Quantum Computing Asked by alexvilloria26 on May 13, 2021

In trapped ion quantum computers, especially in systems with multiple traps, you may need at some point to perform a "chain reordering", in which you change an ion’s position within the ion chain like in the figure below (source):

This is basically a SWAP between two qubits, you can either do it by applying a SWAP gate or by physically rotating the ions. Of course, both methods have time and reliability overheads but, is there (currently) a consensus of which one is generally better than the other?.

One Answer

Prelim: I am no expert on implementation techniques or the frontier of what gate technology is being used in current renditions of Trapped Ion QC.

The Molmer-Sorensen gate is generally what is used in Hot Trapped Ion QC since it does not require the phonon mode of the Ion trap to be in the ground state; this gate forms a universal set of gates.

The gate operates by 'physically rotating the Qubits' (loosely), and through those operations applied at different times we can trivially obtain the SWAP and also C-NOT, C-Z, etc. So it's not a question of 'either rotate the bits or apply the SWAP gate', since the rotation is itself the SWAP gate.

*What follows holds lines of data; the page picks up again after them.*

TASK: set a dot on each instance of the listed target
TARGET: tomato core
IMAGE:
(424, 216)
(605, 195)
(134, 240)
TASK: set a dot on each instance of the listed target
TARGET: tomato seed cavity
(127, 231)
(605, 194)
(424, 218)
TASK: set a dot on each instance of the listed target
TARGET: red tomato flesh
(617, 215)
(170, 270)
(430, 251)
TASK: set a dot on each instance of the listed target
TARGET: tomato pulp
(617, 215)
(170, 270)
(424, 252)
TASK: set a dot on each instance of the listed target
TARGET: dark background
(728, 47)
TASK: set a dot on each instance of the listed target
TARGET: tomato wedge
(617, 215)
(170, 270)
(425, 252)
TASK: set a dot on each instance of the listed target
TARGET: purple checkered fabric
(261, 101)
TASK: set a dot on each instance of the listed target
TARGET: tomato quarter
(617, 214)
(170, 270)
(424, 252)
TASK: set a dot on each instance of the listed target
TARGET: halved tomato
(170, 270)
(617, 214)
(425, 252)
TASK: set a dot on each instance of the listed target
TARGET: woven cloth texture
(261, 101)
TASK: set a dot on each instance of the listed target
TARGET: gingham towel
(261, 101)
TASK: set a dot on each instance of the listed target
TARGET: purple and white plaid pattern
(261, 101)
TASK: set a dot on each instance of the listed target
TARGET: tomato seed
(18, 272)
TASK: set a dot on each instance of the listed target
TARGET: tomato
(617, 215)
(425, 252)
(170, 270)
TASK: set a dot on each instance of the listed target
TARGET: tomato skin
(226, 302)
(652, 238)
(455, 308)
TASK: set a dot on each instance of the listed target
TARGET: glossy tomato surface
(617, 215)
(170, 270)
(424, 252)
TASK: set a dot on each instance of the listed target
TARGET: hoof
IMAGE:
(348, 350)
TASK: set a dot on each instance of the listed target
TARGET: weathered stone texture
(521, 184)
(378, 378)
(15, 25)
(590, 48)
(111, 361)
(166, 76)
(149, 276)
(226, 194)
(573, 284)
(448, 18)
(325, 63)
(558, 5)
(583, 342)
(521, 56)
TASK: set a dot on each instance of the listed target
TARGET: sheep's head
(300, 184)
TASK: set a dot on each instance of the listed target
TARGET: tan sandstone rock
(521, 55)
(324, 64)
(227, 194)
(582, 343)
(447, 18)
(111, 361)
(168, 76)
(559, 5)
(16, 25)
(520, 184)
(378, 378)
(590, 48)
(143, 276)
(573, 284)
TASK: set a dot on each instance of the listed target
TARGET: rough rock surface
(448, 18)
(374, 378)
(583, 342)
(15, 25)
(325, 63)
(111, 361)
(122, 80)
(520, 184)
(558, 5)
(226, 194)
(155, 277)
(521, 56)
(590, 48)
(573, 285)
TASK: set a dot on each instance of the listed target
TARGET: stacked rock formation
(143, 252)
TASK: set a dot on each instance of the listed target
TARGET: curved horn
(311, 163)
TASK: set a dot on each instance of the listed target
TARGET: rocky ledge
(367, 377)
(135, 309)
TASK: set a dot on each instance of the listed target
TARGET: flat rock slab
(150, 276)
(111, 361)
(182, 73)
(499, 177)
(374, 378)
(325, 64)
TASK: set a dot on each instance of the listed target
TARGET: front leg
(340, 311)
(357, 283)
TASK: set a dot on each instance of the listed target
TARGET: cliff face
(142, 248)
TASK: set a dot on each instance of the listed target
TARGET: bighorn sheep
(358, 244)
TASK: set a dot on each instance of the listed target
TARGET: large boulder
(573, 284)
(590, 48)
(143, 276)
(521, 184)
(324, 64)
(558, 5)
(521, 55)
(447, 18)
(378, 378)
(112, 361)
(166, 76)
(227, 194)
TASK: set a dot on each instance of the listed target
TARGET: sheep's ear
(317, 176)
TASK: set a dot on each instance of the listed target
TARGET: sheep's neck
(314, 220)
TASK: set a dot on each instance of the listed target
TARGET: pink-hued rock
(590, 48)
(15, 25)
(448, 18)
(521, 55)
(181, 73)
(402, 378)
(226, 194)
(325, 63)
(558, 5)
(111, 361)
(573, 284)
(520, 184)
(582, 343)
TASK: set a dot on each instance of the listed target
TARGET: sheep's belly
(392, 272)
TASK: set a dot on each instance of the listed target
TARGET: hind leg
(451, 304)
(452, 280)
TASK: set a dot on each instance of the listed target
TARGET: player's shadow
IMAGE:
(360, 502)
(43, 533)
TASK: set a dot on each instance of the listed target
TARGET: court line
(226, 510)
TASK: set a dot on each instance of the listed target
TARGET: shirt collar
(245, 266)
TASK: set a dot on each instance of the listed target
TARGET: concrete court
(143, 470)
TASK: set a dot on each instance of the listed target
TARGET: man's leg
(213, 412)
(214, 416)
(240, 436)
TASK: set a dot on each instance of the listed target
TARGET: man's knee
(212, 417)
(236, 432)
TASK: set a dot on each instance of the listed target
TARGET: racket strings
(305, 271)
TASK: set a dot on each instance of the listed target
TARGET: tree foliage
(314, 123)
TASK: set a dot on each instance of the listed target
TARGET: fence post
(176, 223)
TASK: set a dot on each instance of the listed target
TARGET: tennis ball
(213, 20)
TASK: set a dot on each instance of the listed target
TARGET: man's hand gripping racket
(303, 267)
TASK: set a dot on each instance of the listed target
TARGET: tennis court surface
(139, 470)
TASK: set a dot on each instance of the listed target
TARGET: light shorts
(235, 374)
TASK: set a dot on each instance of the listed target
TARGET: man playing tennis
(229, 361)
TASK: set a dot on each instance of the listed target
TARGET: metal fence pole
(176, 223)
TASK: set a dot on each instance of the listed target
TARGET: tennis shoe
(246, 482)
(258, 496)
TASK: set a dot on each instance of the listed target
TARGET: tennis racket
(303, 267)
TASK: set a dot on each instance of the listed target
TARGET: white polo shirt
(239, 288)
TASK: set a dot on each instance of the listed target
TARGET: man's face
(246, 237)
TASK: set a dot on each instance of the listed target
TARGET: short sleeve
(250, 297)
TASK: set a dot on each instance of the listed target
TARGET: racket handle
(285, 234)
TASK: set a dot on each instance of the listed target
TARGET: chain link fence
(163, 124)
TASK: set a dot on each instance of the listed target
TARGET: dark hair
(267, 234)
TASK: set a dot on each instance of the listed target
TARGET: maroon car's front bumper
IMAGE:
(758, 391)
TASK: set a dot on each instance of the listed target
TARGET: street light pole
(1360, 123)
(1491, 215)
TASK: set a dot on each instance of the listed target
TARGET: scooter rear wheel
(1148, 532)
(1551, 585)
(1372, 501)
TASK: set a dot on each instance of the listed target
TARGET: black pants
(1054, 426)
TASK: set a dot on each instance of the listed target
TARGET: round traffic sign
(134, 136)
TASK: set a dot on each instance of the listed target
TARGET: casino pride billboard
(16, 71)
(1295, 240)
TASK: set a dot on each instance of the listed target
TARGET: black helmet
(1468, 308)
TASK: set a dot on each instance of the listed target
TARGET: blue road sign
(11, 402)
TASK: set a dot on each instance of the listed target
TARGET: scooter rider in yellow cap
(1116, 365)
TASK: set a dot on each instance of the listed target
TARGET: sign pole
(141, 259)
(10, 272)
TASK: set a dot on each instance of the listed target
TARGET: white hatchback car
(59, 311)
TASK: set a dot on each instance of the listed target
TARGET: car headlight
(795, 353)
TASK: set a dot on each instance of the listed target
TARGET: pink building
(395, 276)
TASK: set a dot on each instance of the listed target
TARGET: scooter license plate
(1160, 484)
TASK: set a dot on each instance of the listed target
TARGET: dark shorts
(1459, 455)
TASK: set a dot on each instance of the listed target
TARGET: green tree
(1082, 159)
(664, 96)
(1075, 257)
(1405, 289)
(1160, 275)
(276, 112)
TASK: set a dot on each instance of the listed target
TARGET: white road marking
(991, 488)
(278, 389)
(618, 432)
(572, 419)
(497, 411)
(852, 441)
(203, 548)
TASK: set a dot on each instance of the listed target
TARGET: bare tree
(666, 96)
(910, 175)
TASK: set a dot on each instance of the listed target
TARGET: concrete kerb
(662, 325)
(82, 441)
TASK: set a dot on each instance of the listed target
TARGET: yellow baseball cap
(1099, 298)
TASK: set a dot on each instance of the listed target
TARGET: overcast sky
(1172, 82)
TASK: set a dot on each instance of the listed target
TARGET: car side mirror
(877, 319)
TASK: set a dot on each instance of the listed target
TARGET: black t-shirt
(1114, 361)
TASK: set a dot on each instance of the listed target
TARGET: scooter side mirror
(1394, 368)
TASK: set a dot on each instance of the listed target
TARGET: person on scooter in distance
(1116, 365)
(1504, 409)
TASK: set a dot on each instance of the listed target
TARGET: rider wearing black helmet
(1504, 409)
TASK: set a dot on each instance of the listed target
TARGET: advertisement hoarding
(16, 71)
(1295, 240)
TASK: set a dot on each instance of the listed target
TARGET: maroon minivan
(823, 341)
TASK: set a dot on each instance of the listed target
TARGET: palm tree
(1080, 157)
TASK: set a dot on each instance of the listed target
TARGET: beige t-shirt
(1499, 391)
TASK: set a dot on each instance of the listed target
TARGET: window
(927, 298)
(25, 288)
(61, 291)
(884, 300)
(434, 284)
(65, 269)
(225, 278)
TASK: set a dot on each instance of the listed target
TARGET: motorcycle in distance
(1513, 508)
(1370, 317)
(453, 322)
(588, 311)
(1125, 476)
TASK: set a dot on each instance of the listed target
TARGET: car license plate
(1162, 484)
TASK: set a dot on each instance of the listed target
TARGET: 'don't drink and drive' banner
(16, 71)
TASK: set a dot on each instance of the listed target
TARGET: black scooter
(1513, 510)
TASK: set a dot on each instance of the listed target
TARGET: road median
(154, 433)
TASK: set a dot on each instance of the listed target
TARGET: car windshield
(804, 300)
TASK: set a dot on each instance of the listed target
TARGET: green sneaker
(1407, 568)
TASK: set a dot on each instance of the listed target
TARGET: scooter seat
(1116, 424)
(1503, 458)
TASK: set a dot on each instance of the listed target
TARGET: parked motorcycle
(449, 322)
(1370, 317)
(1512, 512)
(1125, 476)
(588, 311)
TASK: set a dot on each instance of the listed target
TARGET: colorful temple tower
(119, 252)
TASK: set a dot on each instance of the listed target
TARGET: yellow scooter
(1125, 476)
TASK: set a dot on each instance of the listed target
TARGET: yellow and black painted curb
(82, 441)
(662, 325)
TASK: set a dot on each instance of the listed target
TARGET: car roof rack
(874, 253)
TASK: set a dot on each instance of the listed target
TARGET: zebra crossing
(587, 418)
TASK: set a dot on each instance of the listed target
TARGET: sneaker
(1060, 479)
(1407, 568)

Now if we are using other types of gates, like the Cirac-Zoller gate; then yes we would have to apply the gate in different ways to obtain the SWAP operation (Cirac-Zoller is just a C-NOT so this is quite trivial), and if we only have access to the Cirac-Zoller gate then there is no way to 'rotate' the Qubit. It is all a question of what tools are available for the technology you are working with.